Plato’s PHAEDO, Part 6

Simple Gifts

25-05-2023 • 15 mins

Plato's Phaedo is one of his most read, and certainly one of the most dramatically interesting of his dialogues. It gives the account of Socrates' death-day, but contains a great deal of Plato's own philosophical musings. For the scholarly, this dialogue is from Plato's early middle period, in which we think he was using Socrates as the mouthpiece for his own philosophical theories, whereas in the earlier dialogues - for example, Euthyphro, Apology and perhaps Crito, Socrates was much closer to his actual practice as the "gadfly of Athens." Phaedo almost certainly was written before Republic, and in many ways prefigures it. One of my favorite passages from Phaedo is when the character Simmias says this to Socrates on the topic of life-after-death:

It seems to me, Socrates, and perhaps to you too, that definite knowledge of such matters is either impossible or extremely difficult in this life. That said, however, it is a very faint-hearted person who does not scrutinize the arguments about these matters in every manner possible, without giving up until totally exhausted by the enquiry. For we should proceed on these issues in one of two ways, either learn or discover how matters stand, or if this is impossible, then adopt the best and most unassailable argument of humankind, climb on board that, as if it were a raft in a perilous sea, and sail upon it through life, unless one can travel on a more secure vessel, some divine word, safely and free from danger.

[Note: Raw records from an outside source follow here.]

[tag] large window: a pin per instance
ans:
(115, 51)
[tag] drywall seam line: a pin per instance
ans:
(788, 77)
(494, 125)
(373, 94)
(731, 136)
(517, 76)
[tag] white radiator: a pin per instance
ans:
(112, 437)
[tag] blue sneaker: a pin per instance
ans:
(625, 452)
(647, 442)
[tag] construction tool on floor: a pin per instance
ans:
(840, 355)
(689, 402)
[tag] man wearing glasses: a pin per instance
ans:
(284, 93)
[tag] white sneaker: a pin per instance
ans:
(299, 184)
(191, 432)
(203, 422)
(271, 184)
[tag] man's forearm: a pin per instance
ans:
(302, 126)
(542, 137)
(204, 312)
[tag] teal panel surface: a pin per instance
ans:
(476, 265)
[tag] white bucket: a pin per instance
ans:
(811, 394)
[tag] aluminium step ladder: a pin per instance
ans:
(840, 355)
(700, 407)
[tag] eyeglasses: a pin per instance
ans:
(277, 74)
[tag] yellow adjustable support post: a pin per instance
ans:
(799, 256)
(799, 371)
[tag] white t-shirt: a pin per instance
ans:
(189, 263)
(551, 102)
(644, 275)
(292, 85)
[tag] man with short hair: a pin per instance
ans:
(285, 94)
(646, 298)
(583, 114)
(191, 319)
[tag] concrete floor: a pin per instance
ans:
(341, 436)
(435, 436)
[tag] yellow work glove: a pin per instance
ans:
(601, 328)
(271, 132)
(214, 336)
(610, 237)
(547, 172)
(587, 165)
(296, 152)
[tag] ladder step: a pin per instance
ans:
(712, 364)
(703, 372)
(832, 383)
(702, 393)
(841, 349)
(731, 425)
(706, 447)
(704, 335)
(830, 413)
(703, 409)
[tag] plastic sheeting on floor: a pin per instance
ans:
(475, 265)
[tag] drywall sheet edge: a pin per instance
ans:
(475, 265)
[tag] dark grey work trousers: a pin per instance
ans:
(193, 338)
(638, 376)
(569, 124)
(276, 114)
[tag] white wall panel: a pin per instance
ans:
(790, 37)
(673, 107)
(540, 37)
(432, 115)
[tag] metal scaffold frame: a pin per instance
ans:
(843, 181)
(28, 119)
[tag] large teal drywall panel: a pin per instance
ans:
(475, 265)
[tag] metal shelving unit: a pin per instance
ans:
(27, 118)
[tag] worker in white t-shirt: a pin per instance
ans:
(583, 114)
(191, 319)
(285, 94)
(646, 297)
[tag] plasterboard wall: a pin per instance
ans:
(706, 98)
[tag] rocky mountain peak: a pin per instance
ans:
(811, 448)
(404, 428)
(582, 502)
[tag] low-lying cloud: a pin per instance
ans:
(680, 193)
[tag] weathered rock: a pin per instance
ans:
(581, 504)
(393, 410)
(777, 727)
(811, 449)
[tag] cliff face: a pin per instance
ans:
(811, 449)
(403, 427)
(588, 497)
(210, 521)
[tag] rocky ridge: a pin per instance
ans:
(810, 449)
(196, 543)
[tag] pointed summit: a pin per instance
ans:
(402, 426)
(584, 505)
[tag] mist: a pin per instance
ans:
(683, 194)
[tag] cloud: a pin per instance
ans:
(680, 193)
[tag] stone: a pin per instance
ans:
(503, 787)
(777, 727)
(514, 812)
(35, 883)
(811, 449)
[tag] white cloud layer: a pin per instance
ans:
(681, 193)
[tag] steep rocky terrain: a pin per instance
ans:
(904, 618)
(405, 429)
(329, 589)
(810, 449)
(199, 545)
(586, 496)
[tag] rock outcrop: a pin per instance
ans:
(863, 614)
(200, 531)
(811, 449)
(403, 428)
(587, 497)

This passage speaks to me of faith in a way consonant with Socrates's views (and, perhaps to a lesser extent, with Plato's), and has played an important role in my own thinking about the nature of faith in human life.

There are innumerable other valuable insights to gain here, not least the noble death to which Socrates committed himself, and the manner in which his death prefigured that of the Lord Jesus.